I'll try to be clear in a field of which I know little... I have a new pellet boiler feeding hot water into a puffer for radiators and hot tap water. A thermostat in the house requests water at given intervals for the radiators. Fine, when I go on holiday, I tell the thermostat to wake up the day before I get back. But in the meantime, the puffer has been cooling due to heat loss and the boiler has been keeping the puffer temperature up. I would like the whole system to shut down until I programme it to wake up. Now, the manufacturer tells me there is a wire bridge on the circuit board. Without it, the boiler stays off, so what I would like to do is put a timer in on this. It's just one wire: out of one connector into another. Are there any times for just one cable? All those I've seen are plug-in between a power source and the utility. Any ideas? Thanks!

1 Answer 1


You need a relay, which is a usually part of a timer - but you need a timer which has separate contacts for its power, and the relay contacts, rather than a plug-in type timer that combines those.

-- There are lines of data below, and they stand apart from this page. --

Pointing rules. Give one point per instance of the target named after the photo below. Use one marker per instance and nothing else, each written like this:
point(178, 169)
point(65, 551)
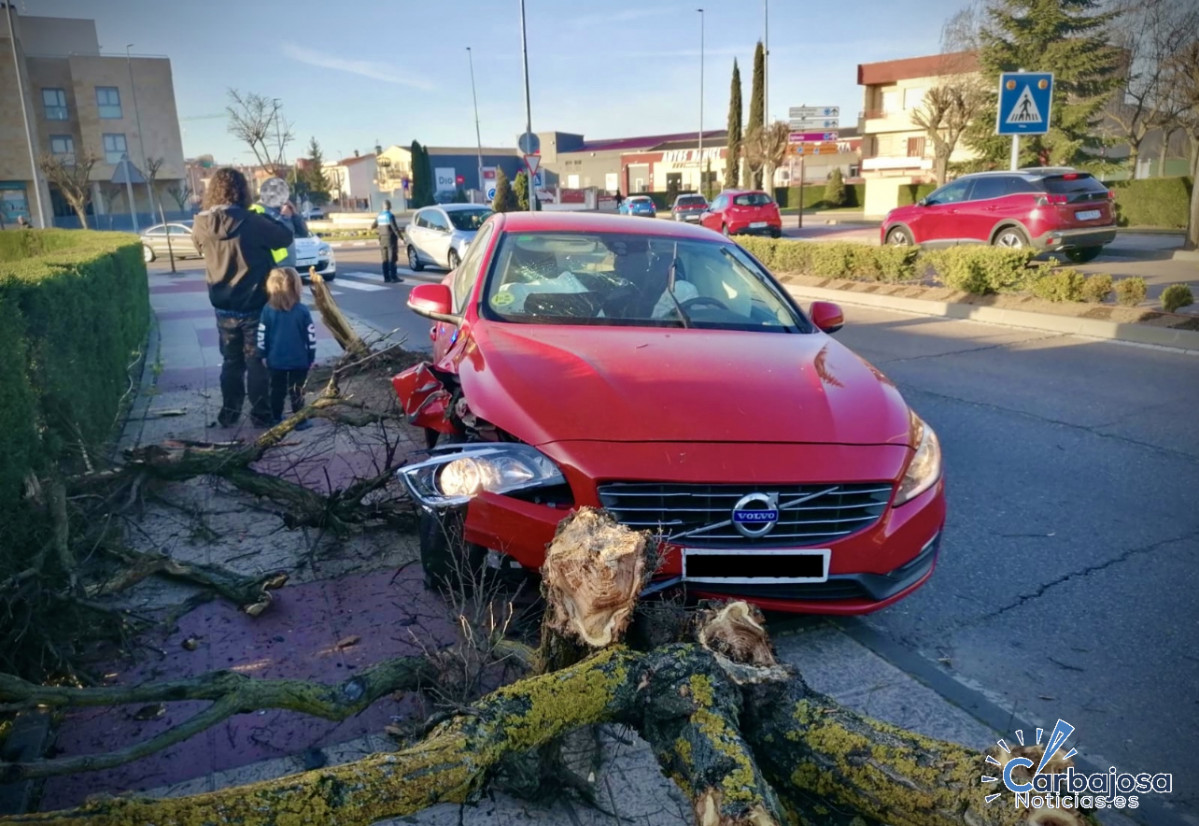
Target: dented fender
point(425, 398)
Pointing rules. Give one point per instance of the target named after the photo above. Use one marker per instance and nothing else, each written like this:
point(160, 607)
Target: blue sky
point(359, 71)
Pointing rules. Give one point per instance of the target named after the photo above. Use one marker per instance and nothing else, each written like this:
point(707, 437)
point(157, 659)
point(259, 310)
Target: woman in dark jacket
point(236, 246)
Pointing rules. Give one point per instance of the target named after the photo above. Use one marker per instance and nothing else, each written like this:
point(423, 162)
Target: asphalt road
point(1068, 578)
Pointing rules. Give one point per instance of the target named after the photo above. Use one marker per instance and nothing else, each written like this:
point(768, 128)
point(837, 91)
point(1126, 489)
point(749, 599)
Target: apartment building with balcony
point(80, 101)
point(895, 149)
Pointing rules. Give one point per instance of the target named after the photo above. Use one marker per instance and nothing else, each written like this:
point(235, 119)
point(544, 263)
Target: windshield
point(752, 199)
point(620, 279)
point(468, 219)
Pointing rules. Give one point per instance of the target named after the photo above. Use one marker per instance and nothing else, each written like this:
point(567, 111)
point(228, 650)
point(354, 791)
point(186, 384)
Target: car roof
point(594, 222)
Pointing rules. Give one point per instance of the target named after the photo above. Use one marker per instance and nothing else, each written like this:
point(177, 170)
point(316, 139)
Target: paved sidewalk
point(350, 603)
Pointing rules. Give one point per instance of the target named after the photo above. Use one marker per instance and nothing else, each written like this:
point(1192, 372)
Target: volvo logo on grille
point(755, 514)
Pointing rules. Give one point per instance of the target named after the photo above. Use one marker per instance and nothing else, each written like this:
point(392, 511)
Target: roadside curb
point(1134, 333)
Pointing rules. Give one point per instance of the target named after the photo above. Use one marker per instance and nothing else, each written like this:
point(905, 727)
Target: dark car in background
point(1048, 209)
point(743, 212)
point(688, 207)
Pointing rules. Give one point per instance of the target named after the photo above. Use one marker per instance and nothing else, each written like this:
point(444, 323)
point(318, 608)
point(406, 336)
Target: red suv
point(1044, 207)
point(743, 211)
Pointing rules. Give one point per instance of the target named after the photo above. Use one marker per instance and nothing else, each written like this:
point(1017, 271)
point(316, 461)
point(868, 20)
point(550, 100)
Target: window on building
point(114, 148)
point(54, 102)
point(62, 146)
point(108, 101)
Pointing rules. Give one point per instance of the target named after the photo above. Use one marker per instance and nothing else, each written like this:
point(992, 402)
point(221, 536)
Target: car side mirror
point(826, 315)
point(433, 301)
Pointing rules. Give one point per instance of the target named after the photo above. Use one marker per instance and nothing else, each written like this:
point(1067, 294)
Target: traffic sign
point(1024, 102)
point(529, 144)
point(797, 113)
point(809, 137)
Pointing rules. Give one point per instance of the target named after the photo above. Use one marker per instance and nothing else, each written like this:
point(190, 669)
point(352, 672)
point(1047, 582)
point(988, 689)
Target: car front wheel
point(1012, 237)
point(1083, 254)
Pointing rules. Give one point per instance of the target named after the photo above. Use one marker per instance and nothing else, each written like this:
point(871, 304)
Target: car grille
point(829, 511)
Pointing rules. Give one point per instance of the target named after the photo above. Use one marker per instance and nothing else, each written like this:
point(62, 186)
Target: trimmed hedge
point(76, 309)
point(1152, 202)
point(835, 259)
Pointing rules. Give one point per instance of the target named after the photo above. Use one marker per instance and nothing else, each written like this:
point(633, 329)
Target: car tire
point(450, 564)
point(414, 260)
point(1011, 237)
point(1083, 254)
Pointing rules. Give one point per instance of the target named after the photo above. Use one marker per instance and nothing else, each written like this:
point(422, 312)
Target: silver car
point(439, 235)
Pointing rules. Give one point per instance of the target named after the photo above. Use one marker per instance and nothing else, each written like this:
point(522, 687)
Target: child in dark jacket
point(287, 341)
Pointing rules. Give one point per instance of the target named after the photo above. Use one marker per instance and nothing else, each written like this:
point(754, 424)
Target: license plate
point(755, 566)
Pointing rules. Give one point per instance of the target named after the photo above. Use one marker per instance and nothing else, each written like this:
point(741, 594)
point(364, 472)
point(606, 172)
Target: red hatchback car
point(660, 372)
point(1044, 207)
point(743, 212)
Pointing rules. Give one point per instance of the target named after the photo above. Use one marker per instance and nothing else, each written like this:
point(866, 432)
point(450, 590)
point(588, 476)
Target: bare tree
point(1182, 80)
point(258, 122)
point(946, 112)
point(1151, 32)
point(765, 149)
point(72, 176)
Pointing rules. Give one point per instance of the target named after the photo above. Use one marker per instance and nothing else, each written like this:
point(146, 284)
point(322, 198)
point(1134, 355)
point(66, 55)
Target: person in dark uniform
point(389, 241)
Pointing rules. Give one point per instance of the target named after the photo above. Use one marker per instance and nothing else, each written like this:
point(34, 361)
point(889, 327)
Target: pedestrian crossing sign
point(1024, 101)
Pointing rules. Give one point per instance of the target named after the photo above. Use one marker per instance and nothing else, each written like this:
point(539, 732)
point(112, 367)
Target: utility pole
point(699, 160)
point(524, 50)
point(24, 114)
point(479, 138)
point(142, 143)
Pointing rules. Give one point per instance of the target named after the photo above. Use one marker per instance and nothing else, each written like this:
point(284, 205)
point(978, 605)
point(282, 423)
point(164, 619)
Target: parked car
point(155, 241)
point(743, 212)
point(312, 253)
point(688, 207)
point(657, 371)
point(439, 235)
point(1044, 207)
point(638, 205)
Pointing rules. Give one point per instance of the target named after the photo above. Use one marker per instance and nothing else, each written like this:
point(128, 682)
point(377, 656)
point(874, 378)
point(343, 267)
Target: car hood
point(547, 384)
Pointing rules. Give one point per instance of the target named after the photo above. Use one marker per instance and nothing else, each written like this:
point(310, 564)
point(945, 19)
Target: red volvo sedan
point(658, 371)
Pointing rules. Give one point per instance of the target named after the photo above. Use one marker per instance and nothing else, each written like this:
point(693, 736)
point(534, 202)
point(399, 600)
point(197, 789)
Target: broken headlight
point(925, 468)
point(458, 472)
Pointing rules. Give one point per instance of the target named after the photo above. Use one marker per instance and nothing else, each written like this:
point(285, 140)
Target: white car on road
point(439, 235)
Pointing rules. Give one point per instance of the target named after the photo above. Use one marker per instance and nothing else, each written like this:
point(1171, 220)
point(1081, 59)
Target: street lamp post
point(142, 142)
point(24, 114)
point(699, 161)
point(479, 137)
point(524, 52)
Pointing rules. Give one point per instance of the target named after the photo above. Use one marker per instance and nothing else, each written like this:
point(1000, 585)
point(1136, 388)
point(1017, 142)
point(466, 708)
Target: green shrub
point(1154, 202)
point(1131, 291)
point(1060, 284)
point(982, 270)
point(1176, 296)
point(73, 315)
point(1097, 288)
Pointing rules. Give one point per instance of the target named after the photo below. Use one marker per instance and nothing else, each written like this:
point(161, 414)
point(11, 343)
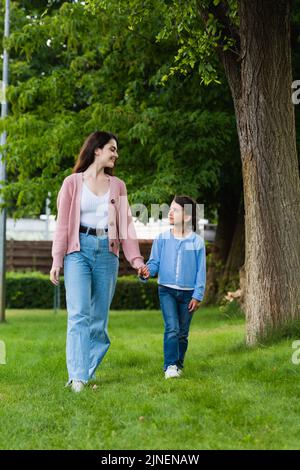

This is not an uncommon configuration, but shopping questions are off-topic so you'll have to find one yourself. I wlll make a general comment that "DIN" relays (designed for mounting on a "DIN Rail" as part of industrial control solutions) often appear to be the most reliable form of these, but there are other form factors available.

You could also use a "plug-in timer" connected to a separate relay, but that's more parts than you actually need.

Concern: If you turn off the system completely while you are away, what happens if the temperature drops below freezing? Could be rather messy, which is why most systems are simply set back to 50-55F or 10-12C rather than being turned off, at least in heating season.

  • Thanks for the response! Yes, if it were mid-winter I would certainly leave everything in 'anti-freeze mode' and put up with the heat loss. But in mid-season it would just be a waste of energy.